Não havia resoluções e isso, só por si, já parecia diferente. Depois também não havia autocarros, mas esse pequeno obstáculo resolvemos interpreta-lo como um sinal. E então de volta a casa com o frio a trespassar o gorro e a instalar-se na cabeça. Menos mal que há televisão, dissemos. E convencemo-nos.
Ligámos o aquecimento e pusemos banda sonora. A tv ficava em mute por enquanto. Havia muitas retrospectivas e balanços que fazer. Mas ele não gostava disso, ficava nervoso, garantia. Então eu falava e ele ouvia, e comentava as parcelas das minhas histórias como se de um filme se tratasse. “Muito bom o teu ano”, concluiu, e eu disse-lhe que o dele também tinha sido, que era tudo uma questão de retórica e narrativa.
E conversa puxa conversa e lá vêm as badaladas. Televisão em On, prepara o copo e as uvas. Dizem que o principal objectivo é não engasgar.
- Mas é uma uva por segundo?
- Uma por badalada.
- E quanto tempo dura uma badalada?
- Não sei, mas treinar dá azar.
Como não havia resoluções, também não havia desejos. It’s a deal.
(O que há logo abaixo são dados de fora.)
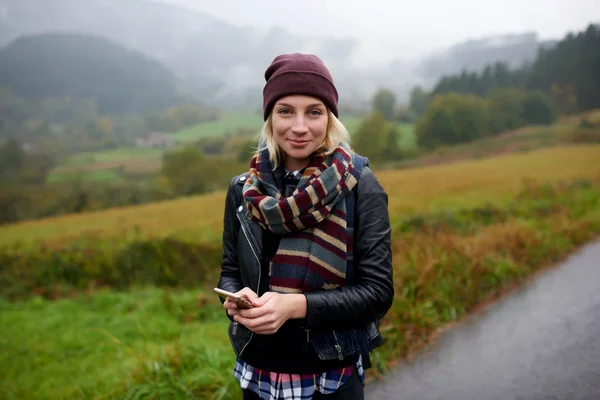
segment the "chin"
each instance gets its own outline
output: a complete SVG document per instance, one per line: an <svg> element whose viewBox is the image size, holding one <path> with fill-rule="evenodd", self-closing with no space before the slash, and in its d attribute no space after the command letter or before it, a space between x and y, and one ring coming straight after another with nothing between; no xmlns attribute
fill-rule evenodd
<svg viewBox="0 0 600 400"><path fill-rule="evenodd" d="M296 158L296 159L305 159L310 157L310 155L313 153L313 150L297 150L297 149L290 149L287 152L287 155L292 157L292 158Z"/></svg>

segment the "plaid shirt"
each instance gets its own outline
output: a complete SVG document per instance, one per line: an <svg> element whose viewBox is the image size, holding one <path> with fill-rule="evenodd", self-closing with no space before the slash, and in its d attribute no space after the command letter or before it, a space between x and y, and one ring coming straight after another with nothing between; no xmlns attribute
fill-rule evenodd
<svg viewBox="0 0 600 400"><path fill-rule="evenodd" d="M364 385L362 357L358 358L356 365L322 374L269 372L254 368L238 359L234 375L240 381L242 389L252 390L262 400L310 400L317 391L323 394L334 393L350 379L355 368Z"/></svg>

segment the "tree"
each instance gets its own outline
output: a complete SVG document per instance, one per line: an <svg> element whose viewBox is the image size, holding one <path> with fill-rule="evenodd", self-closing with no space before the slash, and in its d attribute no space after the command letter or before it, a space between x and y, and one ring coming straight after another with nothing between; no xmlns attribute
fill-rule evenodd
<svg viewBox="0 0 600 400"><path fill-rule="evenodd" d="M434 148L453 142L457 134L450 110L438 106L434 100L427 113L417 121L415 134L419 147L423 148Z"/></svg>
<svg viewBox="0 0 600 400"><path fill-rule="evenodd" d="M373 111L383 115L388 121L394 120L396 95L388 89L379 89L373 97Z"/></svg>
<svg viewBox="0 0 600 400"><path fill-rule="evenodd" d="M486 102L483 98L460 93L434 97L416 126L419 146L466 143L488 134Z"/></svg>
<svg viewBox="0 0 600 400"><path fill-rule="evenodd" d="M575 89L570 83L562 85L557 83L552 84L550 88L550 100L555 110L561 115L573 114L579 108Z"/></svg>
<svg viewBox="0 0 600 400"><path fill-rule="evenodd" d="M17 183L26 158L27 155L16 139L8 139L0 146L0 184Z"/></svg>
<svg viewBox="0 0 600 400"><path fill-rule="evenodd" d="M534 90L525 94L523 117L529 124L551 124L556 119L556 113L548 96L541 90Z"/></svg>
<svg viewBox="0 0 600 400"><path fill-rule="evenodd" d="M493 89L487 96L491 133L516 129L524 124L525 92L517 88Z"/></svg>
<svg viewBox="0 0 600 400"><path fill-rule="evenodd" d="M55 159L47 150L26 152L16 139L0 145L0 185L43 184L54 165Z"/></svg>
<svg viewBox="0 0 600 400"><path fill-rule="evenodd" d="M383 114L375 112L364 118L352 140L353 147L372 161L382 158L387 145L390 124Z"/></svg>
<svg viewBox="0 0 600 400"><path fill-rule="evenodd" d="M600 107L600 25L590 24L577 34L568 34L553 46L543 46L536 59L518 69L496 62L481 73L462 71L443 76L433 94L473 93L486 96L494 88L542 90L551 96L560 113Z"/></svg>
<svg viewBox="0 0 600 400"><path fill-rule="evenodd" d="M427 110L427 105L429 104L429 95L425 90L423 90L420 86L415 86L410 91L410 101L409 101L409 110L420 117L425 114L425 110Z"/></svg>
<svg viewBox="0 0 600 400"><path fill-rule="evenodd" d="M193 146L166 152L161 175L167 186L179 195L204 192L210 179L204 154Z"/></svg>
<svg viewBox="0 0 600 400"><path fill-rule="evenodd" d="M568 34L556 46L539 52L531 67L530 89L551 93L553 85L572 86L578 111L600 107L600 25Z"/></svg>
<svg viewBox="0 0 600 400"><path fill-rule="evenodd" d="M382 159L398 160L402 157L402 151L400 150L400 146L398 146L398 136L398 129L395 126L391 126L386 135L385 147L381 152Z"/></svg>

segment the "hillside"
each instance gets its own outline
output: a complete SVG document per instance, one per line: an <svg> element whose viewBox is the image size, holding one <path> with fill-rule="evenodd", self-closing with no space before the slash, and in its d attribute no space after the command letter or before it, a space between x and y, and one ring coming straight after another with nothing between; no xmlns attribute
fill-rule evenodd
<svg viewBox="0 0 600 400"><path fill-rule="evenodd" d="M24 36L0 50L0 86L29 100L91 99L102 113L137 113L173 104L176 84L159 62L91 35Z"/></svg>
<svg viewBox="0 0 600 400"><path fill-rule="evenodd" d="M416 158L391 162L385 168L448 164L581 143L600 143L600 110L561 117L552 125L527 125L469 143L442 146Z"/></svg>
<svg viewBox="0 0 600 400"><path fill-rule="evenodd" d="M519 68L535 60L539 48L552 48L555 41L541 41L534 32L498 35L468 40L433 54L420 64L423 77L435 81L440 76L460 73L463 69L480 70L502 62Z"/></svg>
<svg viewBox="0 0 600 400"><path fill-rule="evenodd" d="M415 213L501 202L521 189L523 182L598 178L599 145L559 147L526 154L509 154L484 160L412 170L379 171L390 194L394 219ZM561 167L556 168L557 165ZM436 190L432 191L431 188ZM221 237L223 196L212 194L140 206L53 217L0 226L0 247L17 242L43 241L53 247L98 239L167 237L217 243ZM137 232L137 233L136 233ZM125 244L123 241L121 244Z"/></svg>
<svg viewBox="0 0 600 400"><path fill-rule="evenodd" d="M230 107L259 104L264 68L279 52L310 48L332 54L332 67L347 67L349 56L333 54L347 40L314 41L281 28L238 27L152 0L0 2L0 45L23 35L64 31L104 37L142 52L168 66L201 101Z"/></svg>

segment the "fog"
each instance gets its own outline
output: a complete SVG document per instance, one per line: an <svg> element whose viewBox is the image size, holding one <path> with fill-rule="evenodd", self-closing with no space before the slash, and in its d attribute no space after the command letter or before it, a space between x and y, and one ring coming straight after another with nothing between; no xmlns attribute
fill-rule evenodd
<svg viewBox="0 0 600 400"><path fill-rule="evenodd" d="M364 103L381 87L405 101L463 69L520 67L599 20L597 0L0 0L0 46L56 31L101 36L232 107L260 100L276 55L315 53L343 97Z"/></svg>
<svg viewBox="0 0 600 400"><path fill-rule="evenodd" d="M600 19L596 0L163 0L236 25L280 26L306 36L355 38L356 62L372 64L425 56L488 36L535 32L560 39Z"/></svg>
Então pé direito no chão e doze uvas alinhadas. Copo cheio e concentração em alta.
Uma, duas, três, quatro, cinco. Já estávamos com cara de engolir forçado quando percebemos que só agora tinham começado os sinos. O lado bom é que já só faltavam sete uvas e o mau é que umas quantas badaladas morreram de fome.
Sobrevivemos, mas agora resta saber se a tradição trampa funcionou ou se aquelas cinco badaladas esfomeadas vingar-se-ão em 2010. Quem viver, verá.